Zorn and his guests started moving down the stairs again. The men of the party were dressed in more formal variations on Zorn’s dinner suit. The women, by contrast, wore dazzling couture gowns in silk and lace, decorated with jewels worthy of a pirate’s treasure trove; a description that in some cases was disturbingly close to the truth, given the dubious means by which their men had come by their fortunes. Through this select little group flitted a man known the whole world over for the bright, shiny charm of his smile and the deceptive plausibility of his words. He strode jauntily to the front as they all descended the steps and exchanged a few words with Malachi Zorn.

‘Aha!’ said Grantham. ‘Nicholas Orwell himself, the very man I was …’

Grantham fell silent as he peered, frowning more closely at the video. He waved at McAndrew. ‘Pause it!’ Then he got up and walked towards the screen, stopping just a few feet away. He stared intently for a few more seconds, and then tapped his forefinger against the screen, directly over the motionless image of a blonde, whose slender elegance stood out from the other women there, despite all the time and money they had put into perfecting their appearance.

‘I’ll be damned,’ murmured Grantham to himself.

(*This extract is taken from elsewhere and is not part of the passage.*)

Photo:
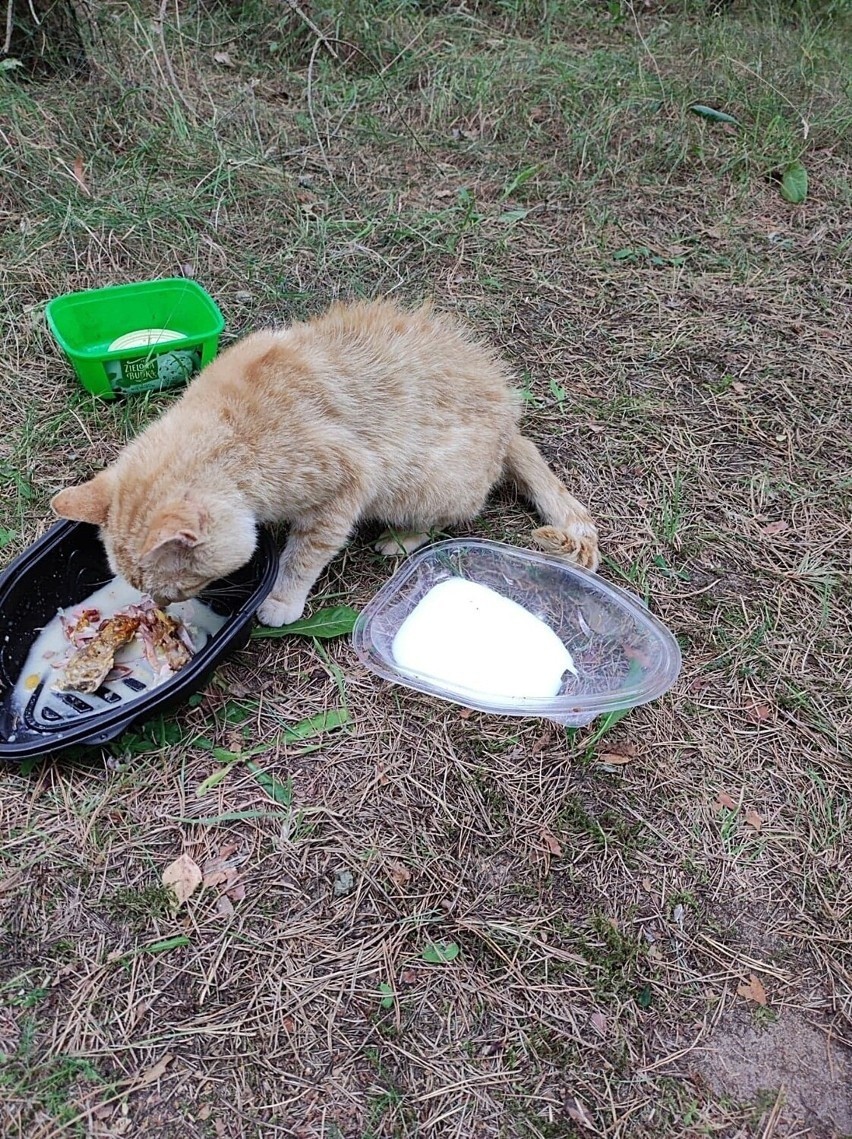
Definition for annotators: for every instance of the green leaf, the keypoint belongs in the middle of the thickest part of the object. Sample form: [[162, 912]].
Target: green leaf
[[155, 947], [440, 952], [281, 793], [317, 724], [712, 115], [212, 780], [794, 183], [325, 624], [214, 820], [519, 179]]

Behind him there was another shuffling of papers and a voice said, ‘If you give me a second, sir, I think I should be able to identify her.’

‘No need,’ said Grantham. ‘Her name’s Alexandra Vermulen. Born Alexandra Petrova. She’s Russian, age around forty. Also known as Alix. Fascinating woman.’

‘You sound as though you know her well,’ Nainby-Martin remarked.

Grantham said nothing. He was thinking back to the only time he had ever met her: at a funeral in Norway, saying farewell to a good man who had made one bad mistake. And then he thought of a time before that, and the events that had linked him to Alix through the man who had loved her, Samuel Carver.

‘No,’ Grantham finally replied. ‘I can’t say we’re particularly close.’ For a moment he sounded uncharacteristically wistful. But then, to his staff’s relief, he snapped back to his usual, acerbic style: ‘But one thing I do know, from my experience, is that whenever that woman enters the picture, trouble’s never far behind.’